Lords of Shadow’s main draw for most players should be in the game’s impressive, God of War like combat system. You know how Kratos has his chaos blades? Gabriel has his whip – and the effects are stunningly similar. You’ll have access to two different attack types – one short but powerful and the other long but weaker to dish out dizzying combos on unsuspecting baddies. It’s definitely not a bad thing that the combat mechanics are so similar to that of Sony’s Greek mythology trilogy, but where Castlevania really sets itself apart is with is the weaponry selection later on in the game. As you progress through Gabriel’s quest, you’ll gain access to weapons like silver daggers, holy water and even fairies that are each better used in certain situations than others. This of course brings an undeniably fun and rewarding strategy aspect to the world. At least it saves you from the sorry ass magic that seems to have been thrown in at the last second.
If the game’s strong suit is its combat sequences, it’s other half, the puzzle aspects are its weakest.
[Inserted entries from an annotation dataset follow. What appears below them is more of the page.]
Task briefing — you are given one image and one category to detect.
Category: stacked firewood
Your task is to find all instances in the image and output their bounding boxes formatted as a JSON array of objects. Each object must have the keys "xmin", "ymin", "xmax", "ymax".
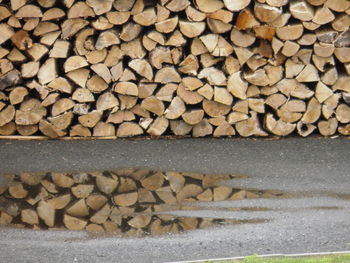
[
  {"xmin": 0, "ymin": 169, "xmax": 277, "ymax": 235},
  {"xmin": 0, "ymin": 0, "xmax": 350, "ymax": 138}
]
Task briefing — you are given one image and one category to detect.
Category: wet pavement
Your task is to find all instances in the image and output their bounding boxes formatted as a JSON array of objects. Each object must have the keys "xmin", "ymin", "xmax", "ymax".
[{"xmin": 0, "ymin": 139, "xmax": 350, "ymax": 262}]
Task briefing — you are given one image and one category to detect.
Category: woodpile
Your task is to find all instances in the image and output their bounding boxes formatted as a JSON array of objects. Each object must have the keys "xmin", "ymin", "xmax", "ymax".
[
  {"xmin": 0, "ymin": 0, "xmax": 350, "ymax": 139},
  {"xmin": 0, "ymin": 169, "xmax": 281, "ymax": 236}
]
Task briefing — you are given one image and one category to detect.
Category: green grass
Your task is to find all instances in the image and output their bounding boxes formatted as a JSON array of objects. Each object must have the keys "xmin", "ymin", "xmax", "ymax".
[{"xmin": 201, "ymin": 254, "xmax": 350, "ymax": 263}]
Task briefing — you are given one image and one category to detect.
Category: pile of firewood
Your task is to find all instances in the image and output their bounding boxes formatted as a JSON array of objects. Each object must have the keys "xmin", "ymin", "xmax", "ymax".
[
  {"xmin": 0, "ymin": 0, "xmax": 350, "ymax": 138},
  {"xmin": 0, "ymin": 169, "xmax": 277, "ymax": 235}
]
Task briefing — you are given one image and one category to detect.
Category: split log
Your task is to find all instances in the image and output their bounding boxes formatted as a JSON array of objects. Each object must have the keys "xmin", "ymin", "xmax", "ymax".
[{"xmin": 63, "ymin": 215, "xmax": 87, "ymax": 230}]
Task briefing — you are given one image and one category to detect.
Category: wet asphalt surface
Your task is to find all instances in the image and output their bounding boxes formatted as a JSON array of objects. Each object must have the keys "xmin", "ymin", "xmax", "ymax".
[{"xmin": 0, "ymin": 138, "xmax": 350, "ymax": 262}]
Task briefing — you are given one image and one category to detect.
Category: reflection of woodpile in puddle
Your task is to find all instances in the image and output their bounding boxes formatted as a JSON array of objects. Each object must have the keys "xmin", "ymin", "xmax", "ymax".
[{"xmin": 0, "ymin": 169, "xmax": 277, "ymax": 236}]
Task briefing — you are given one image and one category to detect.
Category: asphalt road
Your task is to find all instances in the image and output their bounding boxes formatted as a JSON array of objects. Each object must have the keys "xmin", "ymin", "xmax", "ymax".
[{"xmin": 0, "ymin": 138, "xmax": 350, "ymax": 262}]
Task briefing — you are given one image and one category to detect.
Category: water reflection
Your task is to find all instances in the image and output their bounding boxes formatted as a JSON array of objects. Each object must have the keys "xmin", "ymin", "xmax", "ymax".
[{"xmin": 0, "ymin": 169, "xmax": 284, "ymax": 236}]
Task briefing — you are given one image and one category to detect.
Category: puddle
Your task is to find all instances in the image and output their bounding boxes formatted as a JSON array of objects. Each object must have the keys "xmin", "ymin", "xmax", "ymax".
[{"xmin": 0, "ymin": 169, "xmax": 287, "ymax": 236}]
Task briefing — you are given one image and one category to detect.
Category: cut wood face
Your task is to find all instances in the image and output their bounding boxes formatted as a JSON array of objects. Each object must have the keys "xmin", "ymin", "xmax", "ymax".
[
  {"xmin": 0, "ymin": 170, "xmax": 284, "ymax": 237},
  {"xmin": 0, "ymin": 0, "xmax": 350, "ymax": 139}
]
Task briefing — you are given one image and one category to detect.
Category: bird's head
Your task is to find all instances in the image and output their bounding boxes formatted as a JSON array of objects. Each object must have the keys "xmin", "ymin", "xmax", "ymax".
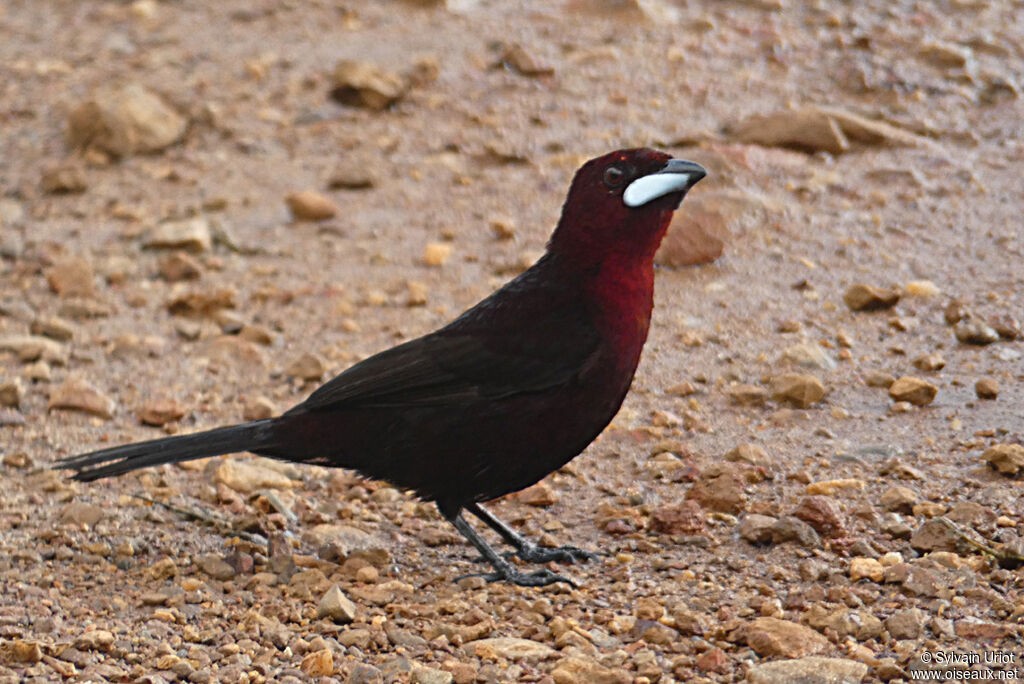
[{"xmin": 548, "ymin": 148, "xmax": 708, "ymax": 260}]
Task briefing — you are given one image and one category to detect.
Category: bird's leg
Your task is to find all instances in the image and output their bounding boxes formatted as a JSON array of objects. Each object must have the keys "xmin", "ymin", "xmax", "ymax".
[
  {"xmin": 466, "ymin": 504, "xmax": 597, "ymax": 563},
  {"xmin": 441, "ymin": 511, "xmax": 577, "ymax": 587}
]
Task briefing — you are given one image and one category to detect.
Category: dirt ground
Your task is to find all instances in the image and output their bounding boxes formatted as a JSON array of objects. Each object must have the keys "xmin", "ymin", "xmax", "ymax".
[{"xmin": 0, "ymin": 0, "xmax": 1024, "ymax": 684}]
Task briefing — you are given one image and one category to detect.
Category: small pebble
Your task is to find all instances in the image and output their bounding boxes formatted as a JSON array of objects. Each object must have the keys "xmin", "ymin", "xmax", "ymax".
[{"xmin": 974, "ymin": 378, "xmax": 999, "ymax": 399}]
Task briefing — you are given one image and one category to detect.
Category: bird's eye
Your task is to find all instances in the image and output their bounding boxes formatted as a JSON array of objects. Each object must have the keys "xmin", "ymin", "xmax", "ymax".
[{"xmin": 604, "ymin": 166, "xmax": 626, "ymax": 187}]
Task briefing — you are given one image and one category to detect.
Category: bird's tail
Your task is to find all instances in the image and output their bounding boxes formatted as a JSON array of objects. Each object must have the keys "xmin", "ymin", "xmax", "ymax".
[{"xmin": 54, "ymin": 418, "xmax": 274, "ymax": 482}]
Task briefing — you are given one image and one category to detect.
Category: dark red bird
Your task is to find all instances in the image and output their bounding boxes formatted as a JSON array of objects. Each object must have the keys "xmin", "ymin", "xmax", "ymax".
[{"xmin": 58, "ymin": 149, "xmax": 706, "ymax": 586}]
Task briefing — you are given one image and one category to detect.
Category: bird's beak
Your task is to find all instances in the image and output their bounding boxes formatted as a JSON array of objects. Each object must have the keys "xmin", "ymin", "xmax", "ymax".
[{"xmin": 623, "ymin": 159, "xmax": 708, "ymax": 207}]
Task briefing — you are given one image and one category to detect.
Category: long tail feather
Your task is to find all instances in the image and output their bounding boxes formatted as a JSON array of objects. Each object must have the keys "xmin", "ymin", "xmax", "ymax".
[{"xmin": 53, "ymin": 419, "xmax": 273, "ymax": 482}]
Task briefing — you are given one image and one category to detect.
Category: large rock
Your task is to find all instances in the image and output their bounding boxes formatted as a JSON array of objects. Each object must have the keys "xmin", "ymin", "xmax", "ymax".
[
  {"xmin": 48, "ymin": 378, "xmax": 115, "ymax": 418},
  {"xmin": 464, "ymin": 637, "xmax": 557, "ymax": 662},
  {"xmin": 732, "ymin": 105, "xmax": 932, "ymax": 155},
  {"xmin": 739, "ymin": 617, "xmax": 828, "ymax": 657},
  {"xmin": 746, "ymin": 657, "xmax": 867, "ymax": 684},
  {"xmin": 213, "ymin": 459, "xmax": 296, "ymax": 494},
  {"xmin": 66, "ymin": 83, "xmax": 188, "ymax": 157}
]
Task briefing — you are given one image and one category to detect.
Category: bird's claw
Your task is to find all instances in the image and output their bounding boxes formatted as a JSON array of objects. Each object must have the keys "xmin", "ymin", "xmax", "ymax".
[
  {"xmin": 505, "ymin": 545, "xmax": 599, "ymax": 565},
  {"xmin": 455, "ymin": 567, "xmax": 580, "ymax": 589}
]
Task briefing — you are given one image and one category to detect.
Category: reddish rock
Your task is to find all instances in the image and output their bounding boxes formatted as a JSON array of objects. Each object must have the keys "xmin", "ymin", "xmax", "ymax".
[
  {"xmin": 647, "ymin": 500, "xmax": 709, "ymax": 537},
  {"xmin": 686, "ymin": 464, "xmax": 746, "ymax": 513},
  {"xmin": 793, "ymin": 496, "xmax": 846, "ymax": 538}
]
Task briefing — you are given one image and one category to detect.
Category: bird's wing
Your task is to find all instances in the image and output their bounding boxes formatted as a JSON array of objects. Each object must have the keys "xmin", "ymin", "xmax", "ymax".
[{"xmin": 290, "ymin": 301, "xmax": 600, "ymax": 413}]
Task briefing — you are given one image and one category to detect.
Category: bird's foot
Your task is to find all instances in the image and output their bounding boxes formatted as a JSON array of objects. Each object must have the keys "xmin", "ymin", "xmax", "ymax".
[
  {"xmin": 455, "ymin": 565, "xmax": 580, "ymax": 589},
  {"xmin": 510, "ymin": 544, "xmax": 598, "ymax": 564}
]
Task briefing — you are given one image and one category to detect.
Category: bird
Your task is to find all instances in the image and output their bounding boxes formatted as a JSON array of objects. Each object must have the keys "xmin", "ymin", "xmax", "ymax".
[{"xmin": 54, "ymin": 147, "xmax": 707, "ymax": 587}]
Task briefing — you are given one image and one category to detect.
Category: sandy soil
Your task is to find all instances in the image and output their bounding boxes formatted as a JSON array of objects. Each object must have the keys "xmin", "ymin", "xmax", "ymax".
[{"xmin": 0, "ymin": 0, "xmax": 1024, "ymax": 684}]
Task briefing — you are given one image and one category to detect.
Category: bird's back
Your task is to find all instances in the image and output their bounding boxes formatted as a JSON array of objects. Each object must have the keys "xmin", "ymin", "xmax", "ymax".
[{"xmin": 267, "ymin": 255, "xmax": 649, "ymax": 504}]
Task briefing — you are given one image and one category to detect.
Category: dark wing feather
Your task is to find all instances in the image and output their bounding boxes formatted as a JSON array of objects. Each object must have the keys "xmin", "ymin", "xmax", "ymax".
[{"xmin": 289, "ymin": 272, "xmax": 601, "ymax": 413}]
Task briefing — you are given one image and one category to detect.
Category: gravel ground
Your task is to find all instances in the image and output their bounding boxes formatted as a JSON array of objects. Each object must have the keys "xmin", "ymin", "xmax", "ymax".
[{"xmin": 0, "ymin": 0, "xmax": 1024, "ymax": 684}]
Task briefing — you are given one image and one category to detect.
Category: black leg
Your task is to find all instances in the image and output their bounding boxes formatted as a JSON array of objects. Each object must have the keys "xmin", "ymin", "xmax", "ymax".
[
  {"xmin": 466, "ymin": 504, "xmax": 597, "ymax": 563},
  {"xmin": 438, "ymin": 507, "xmax": 577, "ymax": 587}
]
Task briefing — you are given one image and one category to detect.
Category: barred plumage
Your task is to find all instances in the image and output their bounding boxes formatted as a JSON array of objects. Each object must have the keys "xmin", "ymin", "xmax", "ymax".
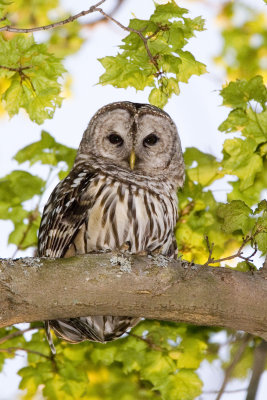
[{"xmin": 38, "ymin": 102, "xmax": 184, "ymax": 350}]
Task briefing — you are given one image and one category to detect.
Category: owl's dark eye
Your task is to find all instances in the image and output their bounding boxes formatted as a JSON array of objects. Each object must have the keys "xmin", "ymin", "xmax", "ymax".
[
  {"xmin": 143, "ymin": 133, "xmax": 159, "ymax": 147},
  {"xmin": 108, "ymin": 133, "xmax": 123, "ymax": 146}
]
Though there are a few quality ones sprinkled throughout the game, most of Castlevania’s puzzle elements are absurdly easy and serve merely as ways to break up the game’s action sequences. Even worse yet is the fact that if for some reason you can’t figure out a puzzle, you can “buy” the solution with hints. Cheap much?
Technically speaking, Lords of Shadow is a mixed bag, it’s detailed visuals mix well with superbly done animations, but there are still a few frustrating and clumsy elements here. Key among them is the fixed camera, which seems like it was programmed to make even the simplest solutions all the more difficult. Many portions of the game require Gabriel to traverse tight passages or deal with surrounding enemies, and more often than not, you’ll be faced with a camera that likes to position itself at the worst possible angle – often taking the focus off of your goal, forcing you to take on a lot of damage. It was also apparent that the game wasn’t playing by any set of predetermined rules very early on, as attacks often don’t land with the same damage as before – like the obstacle that wasn’t destroyed by my strong attack unlike the one previous to it that was.
The Blast Factor: Castlevania: Lords of Shadow clocks in at roughly 15 hours of gameplay if you go searching for everything you can. Though it’s easily a great restart for the franchise, the game pales in comparison to those it tries to emulate. As one of the longest franchises in modern gaming, I longed for Castelvania: Lords of Shadow to be fresh, to be new, but sadly, that’s not the case.